We must embrace belonging. Difference is a gift that makes us stronger, wiser, and more fully human.

A democracy is strongest when all participate and are equally respected and engaged. I dream of and work toward this democracy every day.

Steven Hatting, Washington Policy Center president and CEO

In 1976, I proudly represented Benjamin Franklin Elementary in our local bicentennial parade. Those same feelings of patriotism returned 50 years later as I helped unfurl the pitch-spanning American flag before Seattle's June 19 World Cup match while 66,925 fans in red, white and blue chanted "U-S-A.

I hope everyone finds that Fourth of July fireworks kind of feeling.

For me, America's first 250 years prove our nation's greatest strength is empowering people to pursue excellence. Our founders understood that our rights are not granted, but born with us. Like a referee, the government's responsibility is to preserve a fair playing field - not decide who wins. The rest is up to you and me. When Americans are free to strive, innovate, compete and collaborate, they build businesses, strengthen communities, solve problems and open doors for others to realize their own potential.

My hope for the next 250 years is that we spend less time talking about STATES - red or blue - and return more focus to UNITED. We won't always agree, but if we work together to expand opportunity and encourage every American to contribute their very best, our greatest victories will come not because we all play the same position, but because we're all playing for the same team.

Malou Chávez, Northwest Immigrant Rights Project executive director

Historically, U.S. immigration laws have heavily factored in race and national origin to dictate who is allowed in and when. Today, as a result of racist immigration policies, families are being separated. People of all ages, including children, are held in detention. Our community members are disappearing into the shadows. The system is designed to work this way: Laws maintain that some people do not deserve to be treated with dignity.

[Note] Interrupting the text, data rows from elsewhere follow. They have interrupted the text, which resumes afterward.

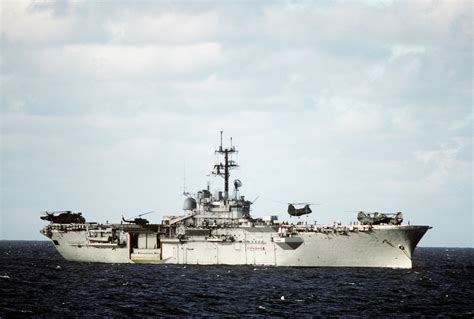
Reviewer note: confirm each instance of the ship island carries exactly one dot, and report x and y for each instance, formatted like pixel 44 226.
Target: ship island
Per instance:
pixel 218 229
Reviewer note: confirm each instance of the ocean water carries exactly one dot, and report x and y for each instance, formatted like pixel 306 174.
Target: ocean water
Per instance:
pixel 36 281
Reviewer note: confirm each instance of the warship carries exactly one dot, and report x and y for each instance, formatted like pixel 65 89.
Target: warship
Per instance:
pixel 218 229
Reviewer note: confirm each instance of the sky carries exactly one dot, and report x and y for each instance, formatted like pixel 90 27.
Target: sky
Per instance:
pixel 112 108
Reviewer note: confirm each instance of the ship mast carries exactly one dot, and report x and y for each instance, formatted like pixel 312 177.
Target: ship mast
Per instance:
pixel 227 166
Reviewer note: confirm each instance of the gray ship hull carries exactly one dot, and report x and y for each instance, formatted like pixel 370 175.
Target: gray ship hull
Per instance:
pixel 342 246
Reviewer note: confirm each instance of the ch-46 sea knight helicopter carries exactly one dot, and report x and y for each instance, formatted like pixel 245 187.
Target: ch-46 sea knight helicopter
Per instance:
pixel 138 219
pixel 305 210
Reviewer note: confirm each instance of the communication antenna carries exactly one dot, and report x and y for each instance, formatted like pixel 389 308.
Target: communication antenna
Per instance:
pixel 222 169
pixel 184 180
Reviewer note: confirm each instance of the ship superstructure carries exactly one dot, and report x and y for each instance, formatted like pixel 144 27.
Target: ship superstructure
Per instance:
pixel 219 229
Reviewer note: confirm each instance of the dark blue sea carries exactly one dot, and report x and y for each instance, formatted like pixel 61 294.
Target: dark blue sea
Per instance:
pixel 35 281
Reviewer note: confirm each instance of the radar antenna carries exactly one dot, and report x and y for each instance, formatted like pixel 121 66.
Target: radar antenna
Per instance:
pixel 222 169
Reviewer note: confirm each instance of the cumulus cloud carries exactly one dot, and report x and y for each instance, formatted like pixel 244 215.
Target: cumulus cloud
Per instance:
pixel 358 105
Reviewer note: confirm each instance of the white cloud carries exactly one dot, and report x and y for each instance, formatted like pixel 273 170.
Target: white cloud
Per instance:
pixel 326 101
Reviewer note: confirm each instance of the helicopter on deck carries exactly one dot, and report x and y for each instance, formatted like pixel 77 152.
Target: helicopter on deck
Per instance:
pixel 305 210
pixel 138 219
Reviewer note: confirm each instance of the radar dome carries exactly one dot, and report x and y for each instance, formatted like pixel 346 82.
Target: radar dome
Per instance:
pixel 237 183
pixel 189 204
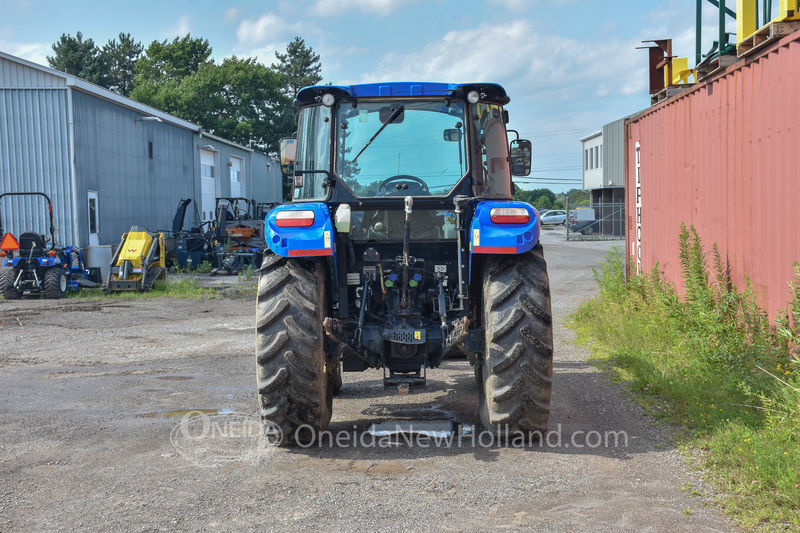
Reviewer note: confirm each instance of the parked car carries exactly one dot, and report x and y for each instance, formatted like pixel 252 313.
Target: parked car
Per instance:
pixel 585 227
pixel 554 216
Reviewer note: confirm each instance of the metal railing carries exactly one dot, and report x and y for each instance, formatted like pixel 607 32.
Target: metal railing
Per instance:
pixel 598 221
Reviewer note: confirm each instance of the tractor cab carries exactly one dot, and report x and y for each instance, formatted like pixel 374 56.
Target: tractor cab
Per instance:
pixel 402 211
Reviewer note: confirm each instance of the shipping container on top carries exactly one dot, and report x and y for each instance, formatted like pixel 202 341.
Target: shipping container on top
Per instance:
pixel 722 156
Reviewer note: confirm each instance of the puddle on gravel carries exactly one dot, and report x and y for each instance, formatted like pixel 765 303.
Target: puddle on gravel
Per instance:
pixel 179 413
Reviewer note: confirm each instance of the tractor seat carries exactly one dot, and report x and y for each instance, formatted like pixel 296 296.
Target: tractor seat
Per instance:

For the next 250 years, my hope is for large-scale immigration reform that centers the dignity of all people, respects their right to due process, ensures every person has meaningful legal representation, and puts an end to the use of detention. We can only achieve this by building power with people closest to injustice, electing leaders who share these values, using the skills we each have, and not giving up. Because our leaders and our laws must uphold the dignity inherent in every community member.

Eric Liu, Citizen University CEO

Our nation was born out of a set of ideas - a civic creed about equality, liberty, and self-government. Before the ink was even dry on the Declaration of Independence, Americans could see there was a great gap between our creed and our deeds. There always has been. Maybe there always will be. But that's not cause for cynicism. It's a perpetual invitation to do better.

The ancient Roman Tacitus defined patriotism as "praiseworthy competition with our ancestors." Think Jefferson was a hypocrite? Do better. Think we've gone off the rails ever since this person or that took office? Do better. Think today's innovators have made our economy warped and our culture sick? Do better. The 250th reminds us that true patriotism isn't complacency or complaint. It's closing the creed-deed gap.

We do that best not by gawking at political performers on our screens but by turning to each other, in person, rekindling habits of trust and mutuality and productive disagreement. When we recommit to the local, to place and relationship, we can repair what others have broken, convert disappointment into hope, and help make our community live up to its potential. Live the creed where you live. America will follow.